Previously, Mungai said, the fund had been “small” and couldn’t get contracts when they approached firms like Goldmann Sachs and JP Morgan, but they are now able to access their brokerage units. He said the fund is structured in a way that it strikes a balance between ensuring above-average returns and not taking a disproportionate amount of risk.
“If you only did forex trading, you could make it for some time, but it’s also a highly volatile market so we dampened the volatility by adding a lot of over-the-counter products and cash and equivalent.”
Mungai said in the first year, investors were sceptical and held off to see if they could prove their concept.
The fund now has assets under its management of over Sh2 billion.
“Investors were asking: How come everybody else returns 10 per cent, and you guys return more than double that amount? It doesn’t make sense; you are either lying or taking more than the typical amount of risk,” he said.
According to him, the Covid-19 pandemic “vindicated” their model by showing that even amid volatility, the fund can squeeze returns.
In the second quarter, they offered the lowest annualised return at 16 per cent owing to the adoption of a “defensive” mode due to the uncertainty caused by the pandemic.
“If not for Covid-19, we would have been a much larger fund. At 16 per cent, we are performing better than other funds,” said Mungai.

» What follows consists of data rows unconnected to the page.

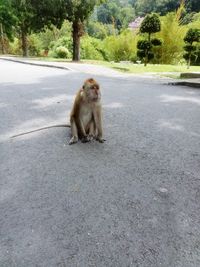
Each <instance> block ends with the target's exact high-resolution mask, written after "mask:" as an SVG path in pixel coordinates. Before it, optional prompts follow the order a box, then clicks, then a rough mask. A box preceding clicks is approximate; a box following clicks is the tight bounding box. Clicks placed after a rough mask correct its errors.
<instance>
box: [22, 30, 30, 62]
mask: <svg viewBox="0 0 200 267" xmlns="http://www.w3.org/2000/svg"><path fill="white" fill-rule="evenodd" d="M21 37H22V54H23V57H28V40H27V33H26V32H25V31H24V30H23V29H22V36H21Z"/></svg>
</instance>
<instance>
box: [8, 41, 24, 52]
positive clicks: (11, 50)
mask: <svg viewBox="0 0 200 267" xmlns="http://www.w3.org/2000/svg"><path fill="white" fill-rule="evenodd" d="M20 52H21V42H20V39H18V38H14V40H12V42H10V44H9V53H10V54H12V55H20Z"/></svg>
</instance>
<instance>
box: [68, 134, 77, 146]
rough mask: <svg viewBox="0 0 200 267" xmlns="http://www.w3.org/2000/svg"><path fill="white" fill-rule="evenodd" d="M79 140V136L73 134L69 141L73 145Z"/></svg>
mask: <svg viewBox="0 0 200 267" xmlns="http://www.w3.org/2000/svg"><path fill="white" fill-rule="evenodd" d="M77 142H78V137H77V136H72V138H71V140H70V141H69V145H73V144H75V143H77Z"/></svg>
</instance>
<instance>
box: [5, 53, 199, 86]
mask: <svg viewBox="0 0 200 267" xmlns="http://www.w3.org/2000/svg"><path fill="white" fill-rule="evenodd" d="M0 59H4V60H8V61H14V62H19V63H23V64H29V65H36V66H44V67H52V68H58V69H64V70H71V71H77V72H83V73H88V74H90V75H103V76H107V77H118V78H119V77H123V78H129V77H135V78H137V77H139V78H140V79H141V78H145V79H154V82H155V81H156V80H157V81H158V83H167V84H171V85H184V86H189V87H195V88H200V72H198V73H196V72H195V73H182V74H181V75H180V77H181V78H182V79H181V80H179V79H172V78H169V77H163V74H164V73H160V74H159V73H143V74H127V73H122V72H119V71H115V70H114V69H111V68H106V67H103V66H99V65H94V64H85V63H84V64H83V63H75V62H68V63H67V62H49V61H42V60H34V59H30V58H27V59H26V58H20V57H12V56H1V57H0ZM167 74H169V73H167Z"/></svg>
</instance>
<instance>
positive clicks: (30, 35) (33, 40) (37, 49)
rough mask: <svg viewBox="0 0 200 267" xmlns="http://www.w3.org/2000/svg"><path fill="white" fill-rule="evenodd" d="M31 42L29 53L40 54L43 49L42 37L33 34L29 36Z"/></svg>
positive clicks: (29, 48)
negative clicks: (42, 43) (41, 39)
mask: <svg viewBox="0 0 200 267" xmlns="http://www.w3.org/2000/svg"><path fill="white" fill-rule="evenodd" d="M28 43H29V55H30V56H40V54H41V50H42V44H41V41H40V39H39V38H38V36H37V35H36V34H32V35H30V36H29V37H28Z"/></svg>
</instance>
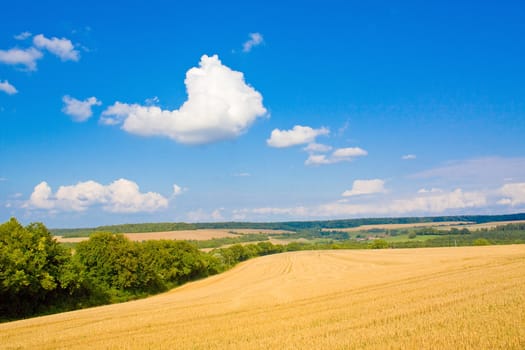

Mansa X has capped the minimum investor entry at Sh250,000. Mungai said this is meant to target the middle class. The age of investors in Mansa X ranges between 35 and 65. They put in an average of between Sh250,000 and Sh500 million.
Mungai considers the investment banking they do as “sophisticated” and believes that the market has remained traditional yet there is a lot that can be tapped to provide good returns.
He noted that the focus for the typical fund manager has been stock market yields and government securities.